Rackmount Improv HSM

This is a followup to Why I don't like smartcards, which I felt like writing after it got posted on HN.

CACert was (and is) an attempt to create a community-run CA. However, it never managed to obtain the funding to perform the audits necessary to get included in OS and browser trust lists, and, with the launch of Let's Encrypt, its relevance is only going to decrease further.

I recall reading, years ago, on CACert's website about the homemade HSM-like server they rigged up. While CACert never was professionally audited to OS/browser standards, as far as I am aware, it seems like a valid design.

As I recall, they setup a server without a network connection and connected it to a network-connected server only by an RS232 serial line. They then implemented a simple (so very limited attack surface) protocol on this serial line allowing operations to be done with the key stored on the non-networked server. Essentially this provides the properties of an HSM, albeit without the physical tamperproofing part. But since the physical security of the server can presumably be assured by other means, this probably works well enough for the CACert use case. (Of course for a CA I'd hope they have procedures in place to enforce n-man access...)

I recall hearing that Amazon adopts a similar model to store credit card information, a “card motel”. Cards check in, they don't check out. The card storage facility supports only a few operations: probably they are add new card, charge card, delete card, get last four digits. So that's at least two instances of datacentre implementation of what essentially amounts to an improvised HSM, thanks to the ability to assure the physical security of the device.

This strategy could also be adopted for password verification. We see password hashes get leaked from sites so often nowadays, adopting a password hash motel might make sense.

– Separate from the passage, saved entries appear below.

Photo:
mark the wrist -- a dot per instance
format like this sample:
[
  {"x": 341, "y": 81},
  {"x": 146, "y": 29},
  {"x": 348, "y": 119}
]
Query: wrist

An Aside on the Use of Ethernet for Low Attack Surface Interfaces

For those thinking of replicating the design, I'd go with RS232 instead of Ethernet. It's low speed but likely to be good enough for many cryptographic applications, and if you use Ethernet you are passing the requests and responses through a great deal of NIC firmware, NIC driver code in kernel space, and the networking stack of Linux (or whatever OS you're using). For the level of paranoia which should be implied by the term “HSM”, Ethernet as it is implemented today simply doesn't cut it. Even if you implemented a bypass for the OS networking stack and attached a userspace program directly to the NIC (I believe projects to facilitate extremely fast packet processing via ring buffers solely in userspace have done things like this), you're still left with the issue of the NIC firmware. And frankly modern NIC firmware does too much, especially on server-class machines. You have things like TCP checksum offload, or reading port numbers to load balance incoming packets into multiple hardware buffers, as I recall, and so on. In other words this firmware is violating the demarcation of its own native OSI layer and examining higher-level data (which it seems practically every device nominally operating at some given OSI layer does nowadays). So long as firmware is examining the payload of an Ethernet frame, however trivially, I'm worried about its vulnerability, especially if it's closed source.

For an example of how worrying NIC firmware is, here's a story about an Intel NIC which can be rendered inoperative via a packet of death. This didn't even need to be deliberately formed, it occurred naturally during network usage: see this report.

Though they're not NICs, there also things like “DSL modems” which nominally should be neutral carriers translating between mediums, yet in practice inexplicably drop traffic with certain characteristics at IP level. The real concern is that those areas of the frames they forward should not even be evaluated by the modem in the first place, or be loaded into CPU registers for any purpose other than memcpy(). It seems like many of these devices which are supposed to be transparent in fact run Linux, because it's easy to do, and bridge the interfaces together. Of course this creates the risk that the Linux networking stack in all its featureful complexity will evaluate parts of frames unnecessarily. For the purposes of a network device operating at some given layer, and in a world of buggy firmware, every unnecessary payload byte examination is a liability, and a potential breeding ground for bugs. One incident occurred with a VDSL “modem” dropping certain kinds of IP traffic(!).

On Evaluation of Bytes

Although this really would be indulging me, it would be interesting if hardware vendors would start specifying in their datasheets what bytes of frames were and were not evaluated (even to the most trivial degree), and under what conditions. A relevant question is to what extent a device which would traditionally be considered an OSI Layer 2 device, say an Ethernet switch, but which has the capability to do Layer 3 things; for the sake of example, say, the ability to filter packets by IP address, continues to load such bytes from the packet into registers even when such functionality is disabled.

That is, if a “Layer 2” switch which can drop frames by source IP address is configured to make no use of that functionality, does it still load the IP address and then (hopefully, if bug-free) make no use of it? The risk of bugs would be greatly mitigated if it simply did not load the bytes into registers the first place.

The issue with, shall we say, “overcompetent” network devices and NICs is so concerning given the bugginess so common of software and firmware especially, that ideally I'd like to see network devices commit in published specifications (so, ultimately, legally, trade-wise) to not evaluate higher-layer payloads unless and only unless functionality requiring such is specifically enabled.

This is, of course, a fantasy. Pushing for open source, and thus auditable, NIC firmware is a more likely solution (which is not to say that it's likely to happen, but it is still orders of magnitude less improbable).